# Circle with inscribed right triangle with inscribed circle with inscribed right triangle with …: What's the $n$-th diameter?

This question is simple. Since we know that a right-angled triangle inscribed in a circle has the hypotenuse and the diameter being one and the same. What if we inscribed a circle in that triangle. And then we inscribed a triangle in that circle...

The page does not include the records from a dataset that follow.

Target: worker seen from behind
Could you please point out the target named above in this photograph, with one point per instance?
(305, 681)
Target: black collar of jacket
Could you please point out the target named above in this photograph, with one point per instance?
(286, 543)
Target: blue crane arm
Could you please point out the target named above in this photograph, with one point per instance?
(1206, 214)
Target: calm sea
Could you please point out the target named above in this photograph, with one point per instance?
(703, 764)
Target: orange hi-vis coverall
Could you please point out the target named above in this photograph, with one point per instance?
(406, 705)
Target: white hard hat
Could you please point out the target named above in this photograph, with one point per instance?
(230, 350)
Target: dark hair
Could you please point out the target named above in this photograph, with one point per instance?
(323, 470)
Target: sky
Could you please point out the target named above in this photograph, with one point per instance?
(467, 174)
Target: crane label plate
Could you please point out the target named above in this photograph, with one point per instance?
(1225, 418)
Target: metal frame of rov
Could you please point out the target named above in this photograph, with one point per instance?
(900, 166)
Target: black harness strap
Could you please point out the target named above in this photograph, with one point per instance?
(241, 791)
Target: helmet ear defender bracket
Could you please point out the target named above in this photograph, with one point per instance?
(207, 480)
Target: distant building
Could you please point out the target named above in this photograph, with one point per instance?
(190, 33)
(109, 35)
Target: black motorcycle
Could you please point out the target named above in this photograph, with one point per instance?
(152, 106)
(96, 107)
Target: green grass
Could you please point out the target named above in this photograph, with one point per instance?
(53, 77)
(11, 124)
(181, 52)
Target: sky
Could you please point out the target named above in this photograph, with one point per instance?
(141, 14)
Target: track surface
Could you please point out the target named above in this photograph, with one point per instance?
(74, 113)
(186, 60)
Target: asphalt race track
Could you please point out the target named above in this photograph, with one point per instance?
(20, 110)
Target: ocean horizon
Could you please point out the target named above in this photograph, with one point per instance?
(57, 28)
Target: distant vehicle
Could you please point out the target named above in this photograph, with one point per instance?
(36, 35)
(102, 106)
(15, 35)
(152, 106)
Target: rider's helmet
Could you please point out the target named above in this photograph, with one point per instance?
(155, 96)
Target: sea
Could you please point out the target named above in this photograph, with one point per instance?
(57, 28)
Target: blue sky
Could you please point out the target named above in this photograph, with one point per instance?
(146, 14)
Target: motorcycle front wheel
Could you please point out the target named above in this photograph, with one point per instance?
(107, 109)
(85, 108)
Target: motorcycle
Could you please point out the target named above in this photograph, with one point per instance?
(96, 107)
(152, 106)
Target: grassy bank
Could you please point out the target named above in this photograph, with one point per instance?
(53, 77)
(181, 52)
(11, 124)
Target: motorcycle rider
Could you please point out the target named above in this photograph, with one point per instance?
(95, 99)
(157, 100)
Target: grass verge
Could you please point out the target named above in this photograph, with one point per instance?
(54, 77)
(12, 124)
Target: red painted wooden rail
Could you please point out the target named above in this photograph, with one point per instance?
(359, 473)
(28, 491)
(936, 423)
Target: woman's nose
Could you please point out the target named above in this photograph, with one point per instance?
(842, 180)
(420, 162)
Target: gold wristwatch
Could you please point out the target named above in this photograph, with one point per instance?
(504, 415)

It's a never-ending pattern looking like this: My question is. Considering the largest diameter/hypotenuse to be x, what is the Nth term in the sequence of decreasing diameters. The non-right-angle should be represented by a y

• That definitely ought to depend on which right triangle you inscribe in the circle – jgon Apr 7 '18 at 18:10
• I don't understand – yolo Apr 7 '18 at 18:14
• Like you can inscribe an isosceles right triangle in the circle, or you could inscribe a very skewed right triangle with one of the angles almost zero. The diameters for the isosceles right triangle case would decrease much more slowly than for the case where you're inscribing right triangles with one of the angles almost 0. – jgon Apr 7 '18 at 18:16
• Ok, editing...now – yolo Apr 7 '18 at 18:20
• The circumradius-to-inradius ratio for the triangle is the scale factor at each stage. Both parts of the ratio are easily determined for a right triangle. – Blue Apr 7 '18 at 18:30

## 1 Answer

Consider an $a$-$b$-$c$ right triangle with hypotenuse $c$. Since the hypotenuse is the triangle's circumdiameter, the circumradius is $c/2$. For any triangle, $$\frac12\cdot\text{inradius}\cdot\text{perimeter} = \text{area}$$ so our triangle, whose area is $ab/2$, has inradius $ab/(a+b+c)$.

In the sequence of inscribed figures, the inradius of one triangle is the circumradius of the next. Thus, each triangle is similar to the next, with scale factor $$s := \frac{\text{inradius}}{\text{circumradius}} = \frac{2a b}{c(a+b+c)} \tag{\star}$$ so that, in general,

$$\text{hypotenuse of n-th triangle} = s^n\cdot\text{hypotenuse of initial triangle}$$

where the $n=0$ case is the initial triangle itself.

If one of the acute angles in our triangle is $\theta$, then its legs are $c\cos\theta$ and $c\sin\theta$, and we can rewrite $(\star)$ as $$s = \frac{2\cos\theta\sin\theta}{1+\cos\theta+\sin\theta} = \frac{\sin 2\theta}{1+\cos\theta+\sin\theta} \tag{\star\star}$$

• Brilliant work! – yolo Apr 7 '18 at 21:29